Recrutement : champ libre pour les managers locaux
Les compagnies pétrolières embauchent de plus en plus d’Africains à des postes d’ingénieurs ou de cadres dirigeants. Une évolution guidée par des contraintes réglementaires, sociales et financières.
Hydrocarbures : des surprises en réserve
« Il y a cinq ans, l’africanisation des effectifs restait un sujet de colloque. Aujourd’hui, les directeurs des ressources humaines [DRH] du secteur pétrolier viennent dans mon bureau pour recruter des talents locaux. » Paul Mercier, directeur général du cabinet de recrutement Michael Page Africa, en est persuadé : les mentalités évoluent et, avec elles, les politiques d’embauche et de promotion des compagnies occidentales. Le recours aux expatriés n’est plus systématique, loin de là.
Un changement de cap dans lequel les gouvernements africains ont joué un rôle de premier plan, en imposant des quotas pour les salariés nationaux dans les majors et chez leurs sous-traitants. Ce fut d’abord le cas en Angola à partir de 2003, puis en Guinée équatoriale, au Nigeria et au Ghana. Bien sûr, la mesure n’est pas sans poser des difficultés, « notamment en Angola, un pays dévasté par la guerre », explique Alexandre Fabre, directeur associé du cabinet de recrutement Adexen. Et même au Nigeria, où la population est très importante, l’objectif fixé par les autorités publiques – 70 % des effectifs pour 2010 – n’a été finalement qu’à moitié atteint.
Gain en négociations
Tous les échelons profitent de cette évolution, y compris les fonctions dirigeantes. Parmi les multinationales les plus en pointe, les professionnels du recrutement citent Shell, British Gas, Afren pour les compagnies, Transocean, Schlumberger ou Acergy pour les sociétés de services. De nombreux Africains occupent les fonctions de DRH ou de responsable de la communication dans les filiales des grands groupes. C’est le cas d’Abdelkrim Sekkak, DRH de Shell Maroc depuis 2003, ou de son homologue Cyriaque Bibang, chez Total Gabon depuis 2008. Avantage : mieux qu’un expatrié, l’enfant du pays saura comprendre les enjeux locaux, négocier avec un syndicaliste ou un ministre.

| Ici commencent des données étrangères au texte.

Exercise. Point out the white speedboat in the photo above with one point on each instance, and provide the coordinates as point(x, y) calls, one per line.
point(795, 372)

Pour les postes à vocation technique, cela reste plus difficile, admet Tony Brisset, DRH Afrique et Moyen-Orient du groupe Total pour la division marketing et raffinage. La faute à des cursus locaux pas encore au niveau des meilleurs. Si Total incite depuis quelques mois ses filiales à se rapprocher des meilleures formations africaines – des accords avec l’Institut international d’ingénierie de l’eau et de l’environnement (2IE) au Burkina Faso ou l’université de Wits en Afrique du Sud ont déjà été signés –, une grande partie des ingénieurs africains continuent d’être formés hors du continent, en France, aux États-Unis ou au Royaume-Uni. La crise mondiale, durement ressentie en Occident, en a poussé un certain nombre à revenir en Afrique, à la grande joie des recruteurs locaux.
Moins cher qu’un expatrié
Tenant compte de toutes leurs contraintes réglementaires, sociales et financières, les majors se sont engagées dans des stratégies de ressources humaines à long terme pour développer leur réservoir de managers locaux. En Angola, Total dépense ainsi 30 millions d’euros par an pour former son personnel et vient d’annoncer la création d’un Institut du pétrole au Gabon. Pour les cadres dirigeants, cela prend plus d’une dizaine d’années pendant lesquelles l’élu va parfaire ses compétences en travaillant dans différentes filiales du groupe, mais aussi au siège. Ainsi Total suit environ 250 hauts potentiels africains qui, un jour, seront amenés, comme Antonin Fotso, secrétaire général Afrique de la branche exploration et production, à occuper les plus hautes fonctions au niveau régional. Reste qu’aujourd’hui, moins de 50 % des directeurs généraux des filiales du groupe français sur le continent sont des Africains.
Les activités « aval » (raffinage et distribution) sont celles où l’africanisation du management a été la plus importante. Pourquoi ? Parce que les marges des compagnies y sont moins grandes et que les talents locaux restent beaucoup moins chers que les expatriés occidentaux. Un manager camerounais travaillant au Gabon sera en effet payé, hors avantages (logement, assurances, scolarité des enfants…), « 30 % à 40 % moins cher que son homologue français », reconnaît Patrice Kombot-Naguemon, du cabinet Michael Page. Le niveau de vie du pays d’origine et l’éloignement du salarié par rapport à ce dernier sont autant de critères qui expliquent cette différence.